He’s got me there.
“Well, yes…”
Julian stops walking, so I do too. “You know that makes me wonder what exactly a bad day is, right?” He sounds off. Upset.I get that he’s a compassionate doctor. He took the time to heal me. No one else in this town would have bothered to spit on me if I was on fire.
I shrug. “Its just that, a bad day,” I say, aiming for casual but Julian doesn’t buy it.
“Someone needs to teach this town manners.”
“Fat chance of that happening. You can’t change things in Vesper Point.”
Julian’s blue eyes cut to mine. His eyes look sharp, cold and there’s a drag to his voice when he speaks. “I can. I will.”
“What?”
Julian doesn’t answer me, instead he takes my elbow and urges me forward. “We ought to keep walking. You’ll be late.”
He’s right. I will be late and I didn’t show up yesterday. The paper can run itself for the most part but if I’m gone for too long things go sideways. Last time I didn’t show up for three days because I was on a wine bender and I walked in on Josie, Greg, Lyle, and Mary reenactingLord of the Flies.It was bad. I’ve got another two days left before they elect their very own piggy, so I’m not too worried about what is waiting for me when I walk through the doors of the newspaper.
Big mistake.
The second I see the big glass windows of the Vesper Point Call, I know something’s off. Normally it’s calm. Maybe Josie is outside having a smoke while I see Mary and Lyle going over a story at each other’s desk while Greg drinks his coffee and looks over edits. That’s normal.
But like I told Julian earlier today isn’t normal.
Today it’s chaos.
“What the hell is going on?” I stop in my tracks and watch as Josie sprints through the newsroom with her arms full of papers and a phone tucked to her ear. Mary and Lyle are both on the phone at their desks and furiously taking notes while they stopto shout information to Greg who is frantically writing on the giant whiteboard that normally sits unused in a corner of the office. Last time I looked at it, there were scribbles about a high school football game and a few random games of tic-tac-toe.
“Come on, something's up.” I take off for the newsroom and I’m proud that I don’t trip on my way up the stairs in my heels. It’s been a while since I’ve run in heels but it’s definitely like riding a bike. Once a woman learns to sprint in heels, there’s no taking the skill from her.
“Boss!”
I’m immediately assailed the nanosecond I set foot in the news office. “What is it? What’s going on?”
“They found a body,” Greg yells from where he’s scribbling on the white board.
“A body?” I feel like the floor is dropping out from under me and if Julian wasn’t at my side, I probably would faint but I don’t. He loops an arm around my waist and keeps me standing. “What do you mean they found a body? Where?”
“St. Edward’s.”
“Fuck,” I whisper and the room does well and truly spin. Of course, it’s the day that I feel alive that my murdering ass gets thrown in jail. Why today of all days? Couldn’t it have happened yesterday when the will to live hadn’t set up shop in my body? Is this what they talk about getting a second win before you die?
I lean in closer to Julian and let him take more of my weight. “Who’s body?” I rasp, still clutching the bag with my feta wrap in it. The damn thing is probably a mess by now. Good thing I’m not hungry anymore. A dead body turning up where you offed a jackass will do that.
“Father Paretti’s,” Josie tells me on her way past. “I’ve been talking to the police chief all fucking morning. The cleaners found him when they went in to do their morning clean before mass.”

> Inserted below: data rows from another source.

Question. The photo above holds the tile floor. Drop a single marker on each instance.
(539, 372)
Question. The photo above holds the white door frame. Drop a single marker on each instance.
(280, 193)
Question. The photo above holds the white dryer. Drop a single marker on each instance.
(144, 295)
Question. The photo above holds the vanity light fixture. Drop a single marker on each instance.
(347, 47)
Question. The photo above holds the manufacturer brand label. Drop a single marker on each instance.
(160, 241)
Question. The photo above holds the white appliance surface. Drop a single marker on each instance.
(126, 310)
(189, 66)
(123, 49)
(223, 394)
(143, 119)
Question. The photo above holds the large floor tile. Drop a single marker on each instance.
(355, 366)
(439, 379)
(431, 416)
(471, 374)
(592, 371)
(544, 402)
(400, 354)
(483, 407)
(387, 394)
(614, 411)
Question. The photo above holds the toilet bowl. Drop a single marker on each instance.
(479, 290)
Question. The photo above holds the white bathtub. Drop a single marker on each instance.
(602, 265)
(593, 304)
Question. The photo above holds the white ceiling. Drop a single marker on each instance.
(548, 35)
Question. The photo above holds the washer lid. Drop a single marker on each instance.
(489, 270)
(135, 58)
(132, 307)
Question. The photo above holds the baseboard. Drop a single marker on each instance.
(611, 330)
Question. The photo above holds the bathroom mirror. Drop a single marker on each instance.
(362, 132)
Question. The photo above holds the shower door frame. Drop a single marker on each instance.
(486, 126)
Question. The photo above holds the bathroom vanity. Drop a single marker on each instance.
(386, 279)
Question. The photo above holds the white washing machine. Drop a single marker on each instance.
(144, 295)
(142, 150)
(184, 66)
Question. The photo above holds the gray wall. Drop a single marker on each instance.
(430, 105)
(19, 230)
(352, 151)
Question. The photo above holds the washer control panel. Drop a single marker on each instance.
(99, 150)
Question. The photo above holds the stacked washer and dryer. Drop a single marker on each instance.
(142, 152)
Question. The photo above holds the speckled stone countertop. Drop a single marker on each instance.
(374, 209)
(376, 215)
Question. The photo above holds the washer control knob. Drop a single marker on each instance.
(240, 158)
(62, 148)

Today’s Friday. That makes sense. There’s no mass on Thursdays, not after the evening Wednesday at five sharp. My granny used to go to the Friday morning service religiously. Every morning at seven am, she was sitting in the first pew ready to start her day.
“The weekend is full of fun, may as well get ready for it,”she used to tell me on her way out the door. My heart pangs thinking about granny being gone. Now that Father Paretti is gone, it feels like another part of her has been chipped away. Father Paretti was a decent enough man, he was good to me and granny. He never judged me.
That’s why I ran to the confessional booth without thinking after I’d killed Brian. I’d done it on instinct. The need to feel safe, to feel understood, seen. I think in some way I had linked Father Paretti to granny. If I talked to him about what I’d done then it was like I’d talked to her, except…
It wasn’t Father Paretti that I spoke to that night was it?
“Where did they find him?” I ask.
Josie makes a face. “That’s the thing of it. They found him in the confessional booth, he was tying one on in there but someone killed him.”